Shange was also inside the previous world record with his time of 10:47.08, while Britain’s Callum Wilkinson was third in 11:13.77.
“I knew it was going to be tough to win it but the crowd, Lebo, the rest of the field, they pushed me around to that world record – I can’t believe it,” said Bosworth.
“I came down from altitude last night so I didn’t really think I was that fresh. I felt really good walking. I felt technically quite strong, even though it was such a fast pace.”
On how this leaves him feeling ahead of the European Championships in Berlin, where he’ll race over 20km, Bosworth added: “That’s a big, big confidence boost because we used the indoor season to boost me for Gold Coast and I came home with a silver medal there. We’re trying to replicate that a little bit and these shorter races get the legs going.”
It was the 28-year-old’s first race in the UK capital since his disqualification from the world championships 20km race walk last summer and he enjoyed being back in front of a London crowd.

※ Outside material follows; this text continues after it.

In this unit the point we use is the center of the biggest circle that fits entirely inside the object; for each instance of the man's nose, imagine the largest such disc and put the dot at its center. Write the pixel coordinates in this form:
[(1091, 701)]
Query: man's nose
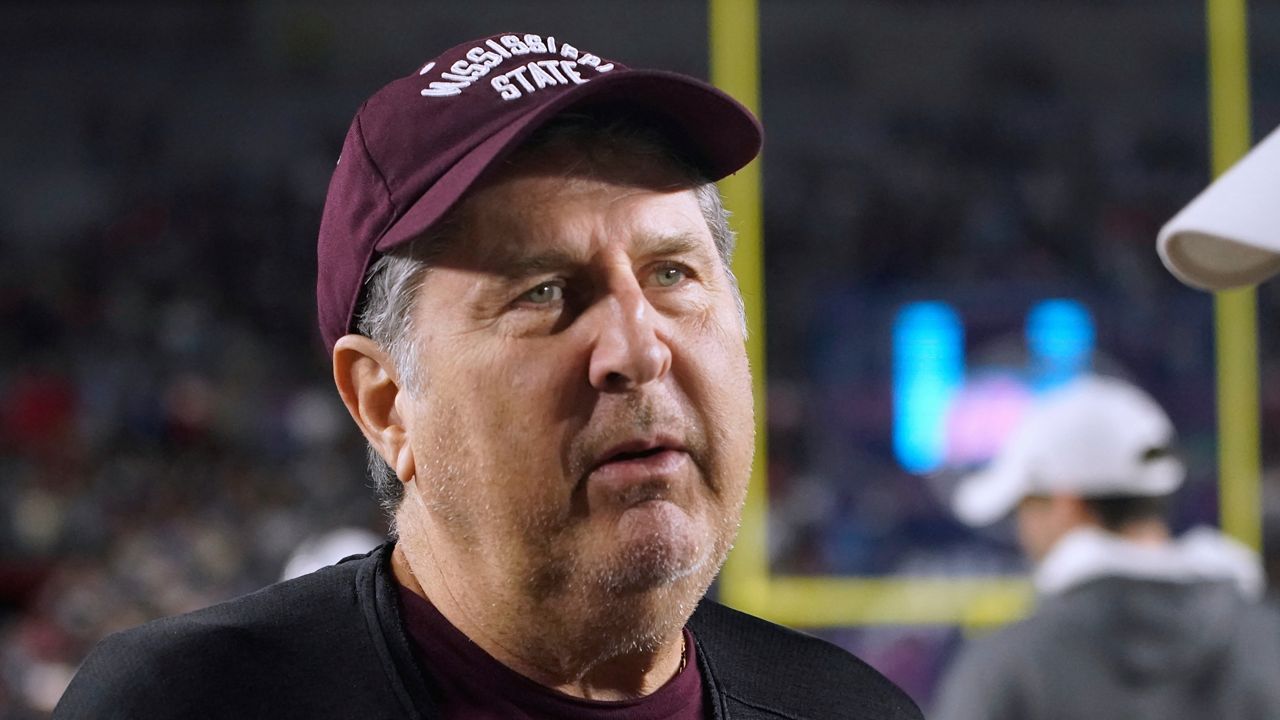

“It was heartbreak to be honest, last year,” he said. “It broke me, it took me a long time to get over that.
“It will always be in the back of my mind but I’d be a fool if I were to ignore that. All the way today I had to make sure my technique was efficient otherwise I’d slow up or get disqualified. Believe it or not, the faster I go, I think my technique is actually better because it’s more efficient, it’s smoother.
“The Commonwealth Games took that pressure off and put that (his DQ) to bed and now I can go out and perform and really enjoy what I do again.”